Vero sarebbe che il mercato potrebbe scartare i bond emessi direttamente da Roma, richiedendo su di essi rendimenti superiori, ma per contro la minore offerta di titoli a medio-breve termine ne ridurrebbe le pretese. S’innescherebbe un circolo virtuoso, per cui l’Italia spenderebbe di meno per rifinanziare il suo debito, potrebbe utilizzare tali risparmi per tendere al pareggio di bilancio e con mercati rasserenati riuscirebbe a varare più facilmente quelle riforme di stimolo alla crescita che attendiamo ormai da decenni. Oltre tutto, l’ESM non ci regalerebbe nulla, perché quei debiti verrebbero pur sempre emessi per conto nostro. Unico possibile neo: i mercati si fiderebbero di un meccanismo, che si limiterebbe a trasferire in capo a un organismo sovranazionale la responsabilità dell’emissione, ma non anche il rischio? Sarebbe, in effetti, come se in banca Tizio richiedesse denaro al posto di Caio, debitore considerato a rischio, avendo come garanzia proprio solo il patrimonio di questi.

Debito pubblico, questione di interessi: ecco come Francia e Germania ci battono sui conti

Per diradare tali dubbi, si potrebbero concedere all’ESM eventuali garanzie di tipo fiscale, come il diritto di prelevare una sostanziosa quota delle entrate tributarie dello stato beneficiario fino al soddisfacimento del credito eventualmente non soddisfatto.
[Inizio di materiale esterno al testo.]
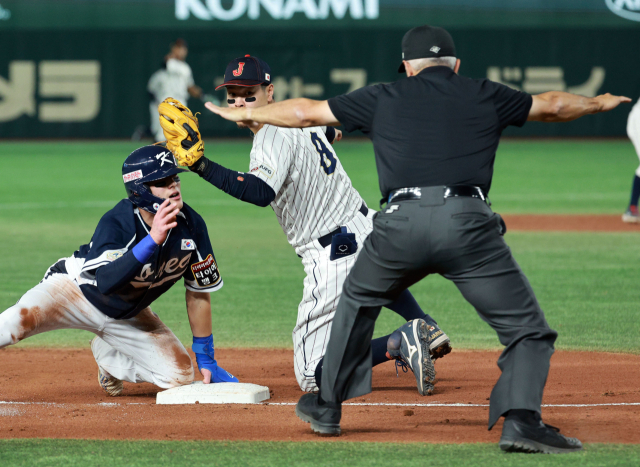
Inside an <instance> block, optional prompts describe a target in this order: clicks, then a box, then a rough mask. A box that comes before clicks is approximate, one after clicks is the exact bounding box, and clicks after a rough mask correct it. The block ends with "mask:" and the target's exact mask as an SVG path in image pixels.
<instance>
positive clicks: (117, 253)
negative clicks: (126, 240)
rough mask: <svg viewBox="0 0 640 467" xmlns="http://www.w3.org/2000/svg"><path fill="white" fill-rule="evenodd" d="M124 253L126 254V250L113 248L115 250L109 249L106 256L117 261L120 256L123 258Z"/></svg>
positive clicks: (108, 257)
mask: <svg viewBox="0 0 640 467" xmlns="http://www.w3.org/2000/svg"><path fill="white" fill-rule="evenodd" d="M122 255H124V252H123V251H122V250H113V251H109V252H107V256H106V258H107V259H108V260H109V261H115V260H117V259H118V258H121V257H122Z"/></svg>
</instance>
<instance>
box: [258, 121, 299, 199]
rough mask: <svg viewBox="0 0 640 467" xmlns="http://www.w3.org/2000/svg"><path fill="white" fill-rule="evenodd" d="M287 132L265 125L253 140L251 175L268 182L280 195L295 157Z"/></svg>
mask: <svg viewBox="0 0 640 467" xmlns="http://www.w3.org/2000/svg"><path fill="white" fill-rule="evenodd" d="M286 131H287V130H283V129H281V128H278V127H275V126H272V125H265V126H264V127H262V129H261V130H260V131H259V132H258V134H257V135H256V136H255V139H254V140H253V148H252V149H251V162H250V164H249V170H250V173H251V174H253V175H255V176H256V177H258V178H260V179H261V180H264V181H265V182H267V184H268V185H269V186H270V187H271V188H273V191H275V192H276V193H278V192H279V191H280V188H281V187H282V185H283V183H284V182H285V180H286V178H287V175H288V174H289V167H290V166H291V160H292V157H293V142H292V140H291V139H290V138H288V137H287V135H286V133H285V132H286Z"/></svg>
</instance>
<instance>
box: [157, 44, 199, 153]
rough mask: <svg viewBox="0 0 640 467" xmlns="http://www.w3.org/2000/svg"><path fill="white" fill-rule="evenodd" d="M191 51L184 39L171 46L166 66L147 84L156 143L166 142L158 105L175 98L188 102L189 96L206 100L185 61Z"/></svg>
mask: <svg viewBox="0 0 640 467" xmlns="http://www.w3.org/2000/svg"><path fill="white" fill-rule="evenodd" d="M188 53H189V49H188V48H187V43H186V41H184V40H183V39H177V40H176V41H175V42H174V43H172V44H171V48H170V51H169V54H168V55H167V56H166V57H165V59H164V66H163V67H162V68H161V69H159V70H158V71H156V72H155V73H154V74H153V75H151V78H149V84H147V90H148V91H149V94H150V95H151V102H150V103H149V113H150V114H151V133H152V136H153V138H154V139H155V141H164V135H163V133H162V128H161V127H160V123H158V104H160V102H162V101H163V100H165V99H166V98H167V97H173V98H175V99H178V100H179V101H180V102H187V100H188V99H189V96H191V97H195V98H196V99H205V96H204V94H203V92H202V89H201V88H200V87H199V86H196V84H195V82H194V81H193V73H192V72H191V67H190V66H189V65H188V64H187V62H186V61H185V60H186V59H187V55H188Z"/></svg>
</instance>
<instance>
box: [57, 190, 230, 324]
mask: <svg viewBox="0 0 640 467" xmlns="http://www.w3.org/2000/svg"><path fill="white" fill-rule="evenodd" d="M176 221H177V223H178V225H177V226H176V227H174V228H173V229H171V230H170V231H169V234H168V235H167V239H166V240H165V242H164V243H163V244H162V245H159V246H158V248H156V250H155V252H154V253H153V255H152V256H151V257H150V258H149V259H148V260H147V262H146V263H145V264H140V268H139V270H138V271H137V273H136V274H135V277H133V279H131V280H130V281H129V282H126V283H125V284H124V285H122V286H121V288H120V289H119V290H117V291H115V292H113V293H111V294H108V295H105V294H102V293H101V292H100V290H98V287H97V282H96V271H97V270H98V269H99V268H100V267H103V266H105V265H106V264H109V263H111V262H114V261H118V259H119V258H122V256H123V255H124V254H125V253H126V252H127V251H129V250H131V249H132V248H133V247H134V246H135V245H136V244H137V243H138V242H140V241H141V240H142V239H143V238H144V237H146V236H147V235H148V234H149V230H150V227H149V226H148V225H146V224H145V222H144V221H143V220H142V216H141V215H140V212H139V210H138V208H137V207H136V206H135V205H134V204H133V203H131V201H129V200H128V199H124V200H122V201H120V202H119V203H118V204H117V205H116V206H115V207H114V208H113V209H111V210H110V211H109V212H107V213H106V214H105V215H104V216H103V217H102V219H101V220H100V222H99V223H98V227H97V228H96V231H95V233H94V234H93V237H92V239H91V243H90V244H88V245H82V246H81V247H80V248H79V249H78V251H76V252H75V253H74V255H73V257H72V258H69V259H67V260H66V262H67V265H66V269H67V271H79V273H78V274H77V276H76V277H75V280H76V282H77V283H78V285H79V286H80V289H81V290H82V292H83V294H84V295H85V297H86V298H87V299H88V300H89V301H90V302H91V303H92V304H93V305H94V306H95V307H96V308H98V309H99V310H100V311H101V312H103V313H104V314H105V315H107V316H110V317H112V318H116V319H128V318H132V317H134V316H136V315H137V314H138V313H139V312H140V311H142V310H143V309H145V308H146V307H148V306H149V305H150V304H151V303H152V302H153V301H155V300H156V299H157V298H158V297H160V295H162V294H163V293H165V292H166V291H167V290H169V289H170V288H171V286H172V285H173V284H175V283H176V282H177V281H178V280H180V279H181V278H183V279H184V285H185V287H186V288H187V289H188V290H191V291H193V292H214V291H216V290H218V289H220V288H221V287H222V285H223V282H222V278H221V276H220V271H219V270H218V266H217V263H216V259H215V256H214V254H213V250H212V248H211V243H210V241H209V234H208V232H207V227H206V224H205V223H204V220H203V219H202V217H200V215H199V214H197V213H196V212H195V211H194V210H193V209H191V208H190V207H189V206H187V205H186V204H184V206H183V208H182V210H181V211H180V213H179V214H178V216H177V219H176ZM70 262H72V264H69V263H70ZM74 276H75V274H74Z"/></svg>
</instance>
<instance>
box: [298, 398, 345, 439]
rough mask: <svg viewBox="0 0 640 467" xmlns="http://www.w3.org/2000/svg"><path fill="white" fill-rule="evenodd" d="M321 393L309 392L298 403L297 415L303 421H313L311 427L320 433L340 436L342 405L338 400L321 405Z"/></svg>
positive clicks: (315, 430) (316, 432)
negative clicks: (337, 402)
mask: <svg viewBox="0 0 640 467" xmlns="http://www.w3.org/2000/svg"><path fill="white" fill-rule="evenodd" d="M319 397H320V395H319V394H313V393H307V394H305V395H303V396H302V397H301V398H300V400H299V401H298V404H297V405H296V415H297V416H298V418H299V419H300V420H302V421H303V422H307V423H311V429H312V430H313V431H315V432H316V433H320V435H325V436H339V435H340V417H341V416H342V406H341V404H338V403H336V402H324V401H323V403H322V405H320V403H319V402H320V401H319V400H318V399H319Z"/></svg>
E poiché l’Italia non ha mai saltato una sola scadenza in tutta la sua storia, si tratterebbe di una garanzia solo teorica, ma potenzialmente capace di rassicurare gli investitori sulla credibilità del sistema congegnato per trasferire le emissioni in capo all’ente. Lo schema potrebbe funzionare anche con l’apposizione di una semplice garanzia apposta sulle emissioni a lungo termine dall’ESM. E affinché il beneficio risultasse immediato e visibile, sarebbe opportuno che le emissioni garantite o direttamente effettuate dal fondo incidessero per una percentuale relativamente elevata delle scadenze da rifinanziare e in rapporto al pil.

Visto che l’Italia è ogni anno costretta ad emettere bond per oltre il 20% del pil, dovrebbero ammontare a non meno del 10 del pil per 5-6 anni, così da raggiungere in tempi celeri l’obiettivo del 60%. E a quel punto, rispetto ad oggi potremmo confidare su un paio di punti di spesa in meno per interessi sul pil. I conti pubblici chiuderebbero in pareggio, smetteremmo di accumulare debito anche con la bassa crescita e, soprattutto, finiremmo di sfogliare una volta per tutte il lungo libro delle scuse.